Les trois immeubles restent donc dans l’escarcelle d’Ateret Cohanim, ce qui renforce de fait la présence des colons juifs israéliens dans la Vieille ville. Celle-ci fait partie de Jérusalem-Est, occupée et annexée depuis 1967 par Israël (illégalement au regard du droit international), et où vivent désormais 210 000 juifs israéliens, contre 320 000 Palestiniens.

Une « nouvelle catastrophe »

La décision de la Cour suprême est « illégale et illégitime », a dénoncé Atallah Hana, l’archevêque grec-orthodoxe de Sébastia (nord de la Cisjordanie occupée), dans un communiqué publié mardi 11 juin.

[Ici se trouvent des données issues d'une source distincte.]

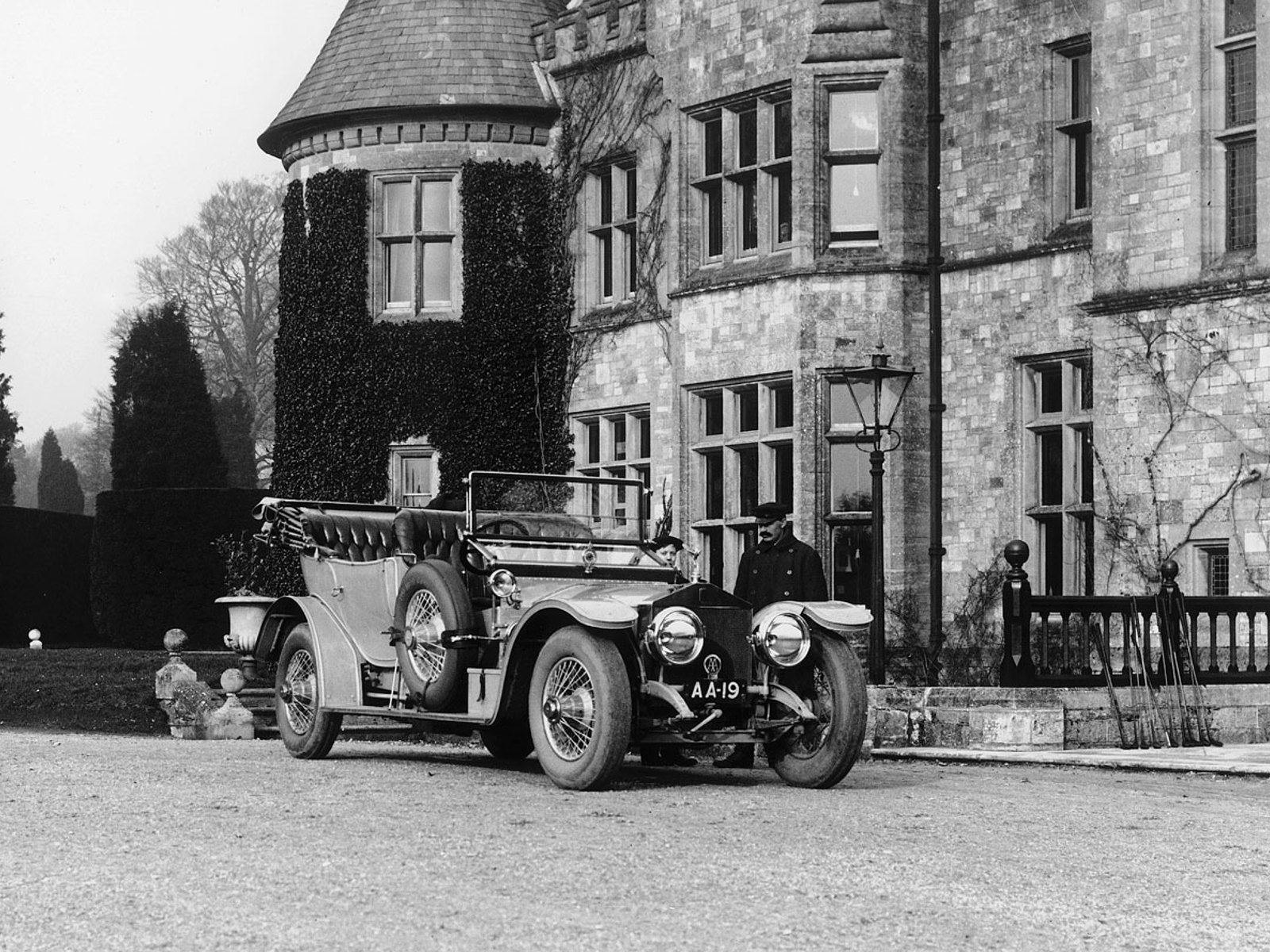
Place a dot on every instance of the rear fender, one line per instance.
(338, 666)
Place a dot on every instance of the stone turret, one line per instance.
(397, 74)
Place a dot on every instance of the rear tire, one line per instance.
(833, 685)
(579, 710)
(308, 731)
(432, 601)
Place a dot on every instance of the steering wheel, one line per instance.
(471, 559)
(506, 527)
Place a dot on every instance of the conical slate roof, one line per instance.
(410, 55)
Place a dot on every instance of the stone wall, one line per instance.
(1041, 719)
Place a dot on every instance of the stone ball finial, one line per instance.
(233, 681)
(1016, 554)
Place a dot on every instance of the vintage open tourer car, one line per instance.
(541, 619)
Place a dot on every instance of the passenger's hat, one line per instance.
(770, 512)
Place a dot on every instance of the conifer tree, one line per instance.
(164, 424)
(59, 488)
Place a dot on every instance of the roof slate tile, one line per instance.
(408, 54)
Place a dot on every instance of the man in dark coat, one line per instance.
(779, 568)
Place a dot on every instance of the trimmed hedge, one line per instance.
(156, 565)
(44, 578)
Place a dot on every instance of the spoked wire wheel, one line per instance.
(300, 692)
(432, 602)
(822, 704)
(569, 708)
(579, 708)
(308, 731)
(822, 752)
(423, 628)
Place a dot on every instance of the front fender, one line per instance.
(840, 617)
(338, 666)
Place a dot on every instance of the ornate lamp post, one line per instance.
(876, 391)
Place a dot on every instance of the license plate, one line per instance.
(715, 692)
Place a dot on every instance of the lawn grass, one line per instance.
(93, 689)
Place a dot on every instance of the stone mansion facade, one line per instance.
(752, 220)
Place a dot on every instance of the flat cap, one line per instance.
(766, 512)
(666, 539)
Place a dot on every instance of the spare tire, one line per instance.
(433, 607)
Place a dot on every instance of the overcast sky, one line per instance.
(120, 117)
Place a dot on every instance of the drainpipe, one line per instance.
(933, 267)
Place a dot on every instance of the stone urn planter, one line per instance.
(247, 613)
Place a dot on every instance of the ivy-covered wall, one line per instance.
(491, 391)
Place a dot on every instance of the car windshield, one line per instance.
(556, 507)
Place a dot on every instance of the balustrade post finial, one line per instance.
(1016, 666)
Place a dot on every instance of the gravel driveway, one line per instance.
(149, 843)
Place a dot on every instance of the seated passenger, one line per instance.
(668, 549)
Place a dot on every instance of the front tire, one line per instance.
(579, 710)
(833, 685)
(308, 731)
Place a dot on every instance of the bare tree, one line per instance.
(88, 446)
(224, 270)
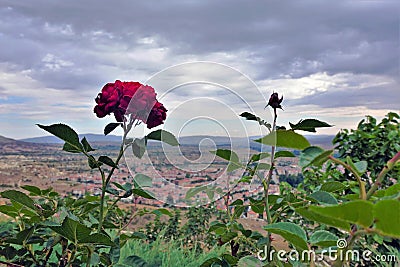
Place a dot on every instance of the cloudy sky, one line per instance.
(333, 60)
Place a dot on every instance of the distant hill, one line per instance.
(318, 140)
(89, 137)
(5, 140)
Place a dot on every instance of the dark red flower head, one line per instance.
(157, 115)
(274, 101)
(133, 98)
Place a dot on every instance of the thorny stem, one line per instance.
(106, 181)
(266, 183)
(361, 183)
(389, 165)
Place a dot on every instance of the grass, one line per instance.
(172, 253)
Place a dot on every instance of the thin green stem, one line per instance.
(389, 165)
(361, 183)
(106, 181)
(342, 259)
(266, 183)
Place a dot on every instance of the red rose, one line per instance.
(274, 101)
(157, 115)
(130, 98)
(142, 102)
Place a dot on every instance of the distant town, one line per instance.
(173, 172)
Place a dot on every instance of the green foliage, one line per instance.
(372, 142)
(284, 138)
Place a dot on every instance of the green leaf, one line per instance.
(284, 138)
(309, 125)
(324, 197)
(23, 236)
(323, 238)
(361, 167)
(142, 180)
(387, 217)
(252, 117)
(76, 232)
(291, 232)
(314, 155)
(357, 212)
(211, 261)
(390, 191)
(111, 127)
(70, 148)
(238, 211)
(86, 145)
(257, 208)
(20, 198)
(135, 261)
(332, 186)
(164, 136)
(142, 193)
(284, 154)
(228, 236)
(139, 147)
(9, 211)
(33, 190)
(65, 133)
(108, 161)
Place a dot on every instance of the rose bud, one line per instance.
(274, 101)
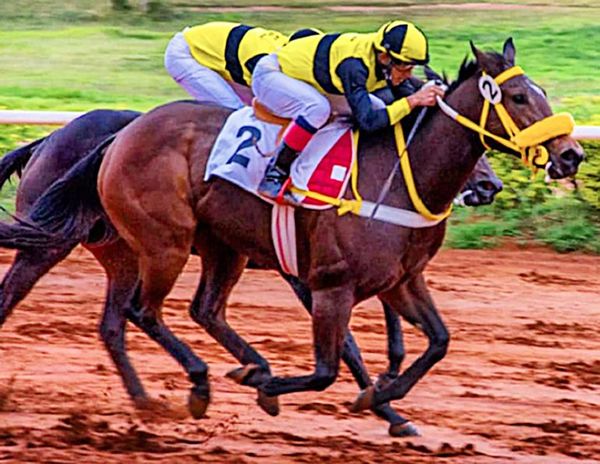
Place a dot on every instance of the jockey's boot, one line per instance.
(277, 172)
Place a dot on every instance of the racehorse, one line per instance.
(45, 160)
(150, 183)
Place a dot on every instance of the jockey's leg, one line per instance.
(202, 83)
(290, 98)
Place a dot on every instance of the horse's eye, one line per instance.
(519, 99)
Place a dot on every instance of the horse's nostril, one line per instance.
(486, 186)
(570, 156)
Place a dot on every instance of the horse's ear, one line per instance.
(483, 60)
(431, 75)
(509, 51)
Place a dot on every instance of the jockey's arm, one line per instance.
(353, 73)
(390, 94)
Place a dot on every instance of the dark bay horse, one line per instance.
(47, 159)
(151, 186)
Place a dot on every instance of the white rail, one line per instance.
(60, 118)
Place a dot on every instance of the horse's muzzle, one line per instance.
(569, 163)
(483, 193)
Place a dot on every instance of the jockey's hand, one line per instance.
(426, 96)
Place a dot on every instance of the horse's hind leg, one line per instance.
(27, 268)
(221, 269)
(159, 225)
(331, 313)
(158, 275)
(422, 313)
(353, 359)
(120, 265)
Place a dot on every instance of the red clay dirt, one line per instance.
(520, 383)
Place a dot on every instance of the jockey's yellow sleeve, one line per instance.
(231, 49)
(343, 64)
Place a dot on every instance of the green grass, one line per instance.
(79, 55)
(563, 224)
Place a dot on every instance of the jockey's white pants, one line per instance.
(202, 83)
(286, 96)
(290, 98)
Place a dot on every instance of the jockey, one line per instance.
(300, 80)
(213, 62)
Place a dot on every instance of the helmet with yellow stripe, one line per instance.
(403, 41)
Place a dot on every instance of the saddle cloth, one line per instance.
(241, 153)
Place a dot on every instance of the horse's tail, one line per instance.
(66, 212)
(15, 161)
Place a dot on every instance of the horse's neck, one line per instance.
(444, 153)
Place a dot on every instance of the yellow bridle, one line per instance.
(527, 142)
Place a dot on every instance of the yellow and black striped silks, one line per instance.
(343, 64)
(231, 49)
(316, 59)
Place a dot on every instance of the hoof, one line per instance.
(407, 429)
(242, 374)
(269, 404)
(198, 401)
(364, 400)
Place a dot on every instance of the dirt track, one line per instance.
(521, 381)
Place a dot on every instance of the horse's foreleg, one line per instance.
(221, 269)
(424, 315)
(28, 267)
(396, 352)
(353, 359)
(331, 314)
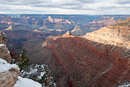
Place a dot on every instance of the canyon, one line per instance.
(97, 59)
(84, 56)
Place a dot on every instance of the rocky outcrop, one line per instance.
(2, 38)
(4, 52)
(77, 31)
(98, 59)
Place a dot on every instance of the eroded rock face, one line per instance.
(2, 38)
(98, 59)
(4, 53)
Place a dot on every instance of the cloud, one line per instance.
(65, 6)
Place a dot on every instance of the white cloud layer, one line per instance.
(65, 7)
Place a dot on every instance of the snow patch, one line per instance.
(4, 66)
(1, 45)
(125, 85)
(24, 82)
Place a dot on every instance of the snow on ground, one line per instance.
(24, 82)
(4, 66)
(2, 45)
(125, 85)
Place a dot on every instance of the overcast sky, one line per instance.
(65, 7)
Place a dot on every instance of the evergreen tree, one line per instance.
(23, 61)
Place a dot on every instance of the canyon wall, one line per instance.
(97, 59)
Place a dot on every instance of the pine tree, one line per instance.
(23, 61)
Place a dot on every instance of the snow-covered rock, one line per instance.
(4, 66)
(24, 82)
(8, 74)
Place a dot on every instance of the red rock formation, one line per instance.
(98, 59)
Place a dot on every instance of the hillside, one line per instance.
(97, 59)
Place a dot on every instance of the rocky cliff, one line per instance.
(97, 59)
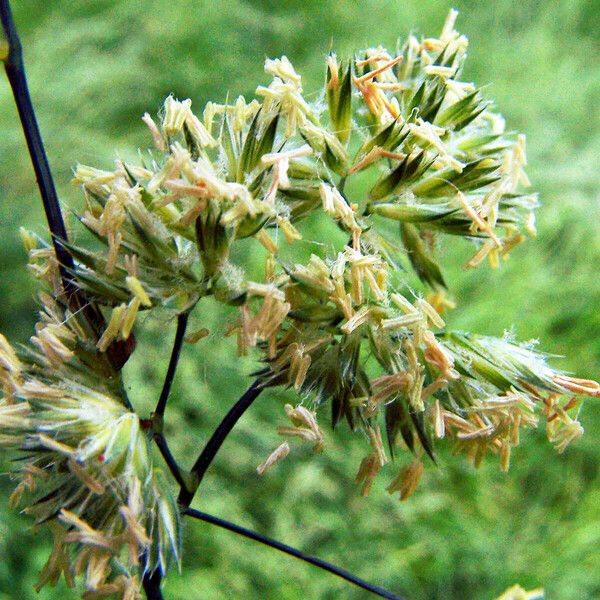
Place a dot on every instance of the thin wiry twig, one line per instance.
(151, 583)
(317, 562)
(218, 437)
(182, 321)
(163, 446)
(15, 70)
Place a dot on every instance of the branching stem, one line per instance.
(317, 562)
(182, 322)
(218, 437)
(15, 71)
(12, 56)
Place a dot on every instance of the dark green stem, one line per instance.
(317, 562)
(216, 441)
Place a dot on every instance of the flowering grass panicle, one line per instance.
(396, 155)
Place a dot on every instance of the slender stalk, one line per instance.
(15, 71)
(151, 583)
(218, 437)
(182, 322)
(12, 55)
(317, 562)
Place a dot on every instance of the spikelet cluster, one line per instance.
(342, 325)
(397, 154)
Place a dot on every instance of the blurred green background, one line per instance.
(95, 66)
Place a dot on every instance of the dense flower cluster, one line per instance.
(395, 154)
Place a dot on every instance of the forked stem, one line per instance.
(317, 562)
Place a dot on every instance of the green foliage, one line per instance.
(425, 560)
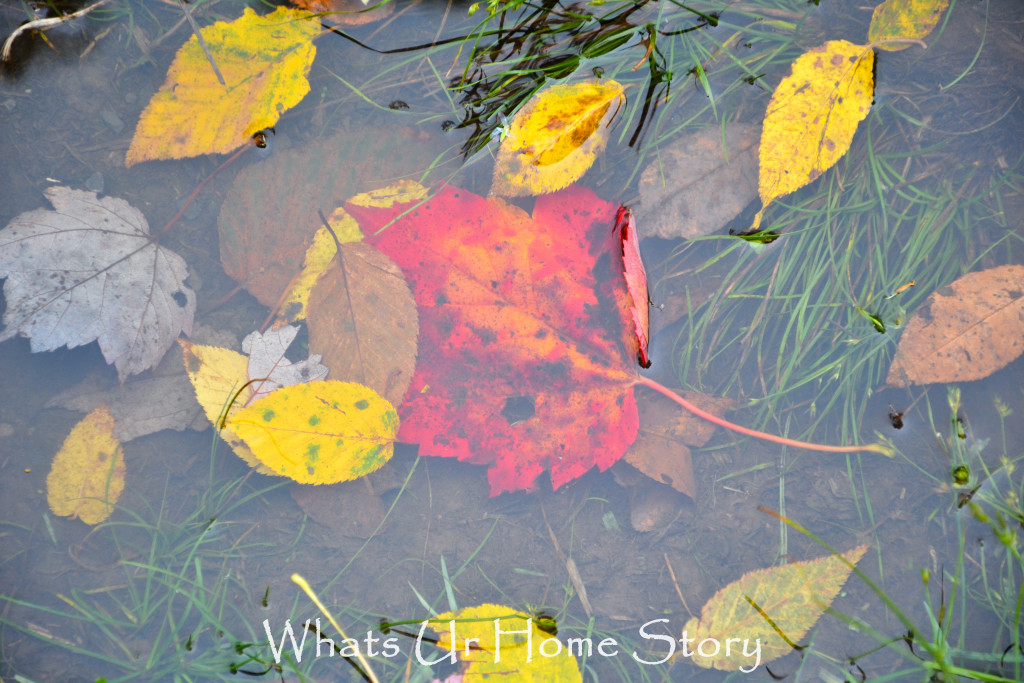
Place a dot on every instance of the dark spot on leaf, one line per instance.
(518, 409)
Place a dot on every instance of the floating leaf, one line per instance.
(555, 138)
(318, 256)
(812, 117)
(786, 599)
(966, 331)
(895, 19)
(218, 375)
(515, 369)
(88, 473)
(270, 214)
(90, 270)
(320, 432)
(268, 365)
(493, 641)
(699, 182)
(264, 61)
(363, 317)
(636, 284)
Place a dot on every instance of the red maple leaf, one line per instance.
(516, 367)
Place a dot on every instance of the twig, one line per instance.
(202, 42)
(43, 25)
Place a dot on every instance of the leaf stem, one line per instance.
(666, 391)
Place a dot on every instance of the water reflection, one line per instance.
(201, 548)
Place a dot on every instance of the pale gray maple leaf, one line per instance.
(267, 361)
(89, 270)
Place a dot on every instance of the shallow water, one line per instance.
(201, 549)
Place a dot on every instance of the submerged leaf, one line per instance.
(268, 365)
(363, 317)
(812, 117)
(320, 432)
(699, 182)
(516, 368)
(264, 61)
(555, 138)
(966, 331)
(89, 270)
(786, 599)
(88, 473)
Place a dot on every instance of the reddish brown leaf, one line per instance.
(516, 369)
(636, 282)
(966, 331)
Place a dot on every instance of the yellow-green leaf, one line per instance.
(502, 651)
(217, 374)
(812, 117)
(264, 61)
(895, 19)
(88, 473)
(555, 138)
(320, 432)
(786, 599)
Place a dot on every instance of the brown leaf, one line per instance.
(696, 185)
(270, 214)
(966, 331)
(364, 321)
(662, 450)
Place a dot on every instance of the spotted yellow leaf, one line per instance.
(777, 605)
(88, 473)
(217, 375)
(501, 644)
(894, 20)
(555, 138)
(264, 61)
(812, 117)
(320, 432)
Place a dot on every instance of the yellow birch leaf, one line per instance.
(318, 256)
(264, 61)
(320, 432)
(555, 138)
(895, 19)
(88, 473)
(812, 117)
(217, 374)
(506, 646)
(788, 598)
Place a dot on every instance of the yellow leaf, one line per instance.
(501, 648)
(318, 256)
(264, 61)
(895, 19)
(320, 432)
(217, 374)
(88, 473)
(787, 598)
(555, 138)
(812, 117)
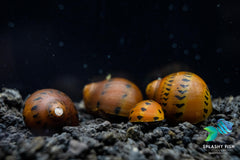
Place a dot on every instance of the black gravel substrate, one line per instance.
(101, 139)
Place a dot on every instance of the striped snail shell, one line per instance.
(184, 96)
(49, 109)
(114, 96)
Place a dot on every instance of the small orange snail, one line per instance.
(184, 96)
(114, 96)
(146, 111)
(49, 109)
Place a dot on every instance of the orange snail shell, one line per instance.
(184, 96)
(116, 96)
(146, 111)
(49, 109)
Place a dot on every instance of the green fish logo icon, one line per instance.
(224, 128)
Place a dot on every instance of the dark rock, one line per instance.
(76, 147)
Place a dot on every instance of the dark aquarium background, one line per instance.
(67, 44)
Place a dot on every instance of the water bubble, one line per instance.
(227, 80)
(170, 7)
(85, 66)
(197, 57)
(122, 40)
(186, 51)
(171, 36)
(11, 24)
(185, 8)
(219, 50)
(60, 43)
(174, 45)
(195, 45)
(100, 71)
(61, 7)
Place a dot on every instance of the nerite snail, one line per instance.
(114, 96)
(184, 96)
(49, 109)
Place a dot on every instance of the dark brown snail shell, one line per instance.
(49, 109)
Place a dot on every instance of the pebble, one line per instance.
(77, 147)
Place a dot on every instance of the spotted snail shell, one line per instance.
(146, 111)
(49, 109)
(184, 96)
(116, 96)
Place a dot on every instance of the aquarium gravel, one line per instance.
(105, 139)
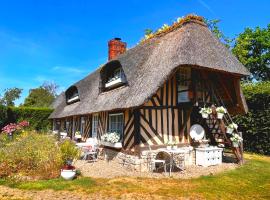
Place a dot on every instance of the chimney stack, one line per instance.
(116, 47)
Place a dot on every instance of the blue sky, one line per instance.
(63, 41)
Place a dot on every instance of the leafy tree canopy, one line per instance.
(9, 96)
(252, 48)
(42, 96)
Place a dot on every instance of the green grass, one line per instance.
(250, 181)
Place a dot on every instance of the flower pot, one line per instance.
(68, 174)
(229, 130)
(235, 144)
(169, 147)
(220, 115)
(205, 115)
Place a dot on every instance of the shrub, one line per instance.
(255, 125)
(37, 117)
(69, 151)
(30, 154)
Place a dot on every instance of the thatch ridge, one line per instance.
(148, 65)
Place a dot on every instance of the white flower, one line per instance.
(207, 110)
(233, 126)
(221, 109)
(236, 138)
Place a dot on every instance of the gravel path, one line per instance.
(113, 169)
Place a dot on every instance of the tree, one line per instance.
(213, 26)
(10, 95)
(252, 48)
(42, 96)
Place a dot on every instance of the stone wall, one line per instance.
(140, 163)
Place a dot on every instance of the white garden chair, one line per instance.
(152, 161)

« La saisie des propriétés historiques de la porte de Jaffa par les organisations de colons extrémistes est une nouvelle catastrophe qui s’ajoute aux catastrophes et aux revers subis par la présence chrétienne dans cette Ville sainte », a-t-il ajouté, appelant à mener des actions pacifiques pour faire annuler cette acquisition.

« En l’absence de preuves de malversations, nous estimons que le tribunal a eu raison de valider la vente en question », affirme, pour sa part, le tribunal dans son verdict.

Quinze ans de bataille juridique

Celui-ci vient mettre fin à près de quinze ans de bataille juridique. L’affaire remonte en effet à 2004 : trois sociétés privées liées à l’organisation Ateret Cohanim avaient acquis ces biens de l’Église grecque-orthodoxe dans le cadre d’un bail emphytéotique. Ce type de contrat, prévu pour une durée de 99 ans, fait du locataire un quasi-propriétaire du bien.

L’affaire avait provoqué la colère des chrétiens palestiniens et entraîné la destitution en 2005 du patriarche Irénéos Ier. En 2007, son successeur Théophile III avait entamé une procédure judiciaire pour faire annuler le contrat.

La Cour de justice israélienne avait rendu son jugement le 1er août 2017, donnant raison aux sociétés privées, qui avaient, en fait, agi en intermédiaires pour Ateret Cohanim. L’acquisition de biens ecclésiastiques par des sociétés écrans, qui les revendraient ensuite au prix fort, menace de bouleverser le marché de l’immobilier israélien.

Une Église grecque-orthodoxe contestée

Deuxième plus grand propriétaire foncier en Terre sainte, le Patriarcat grec-orthodoxe a souvent été accusé par les Palestiniens de vendre ou de louer ses biens fonciers à Israël, à Jérusalem-Est, mais aussi à Césarée, Jaffa ou encore Tibériade.

Pour les Palestiniens, qui dénoncent une entreprise de « judaïsation » de Jérusalem-Est, vendre sa propriété à un juif est une transgression absolue.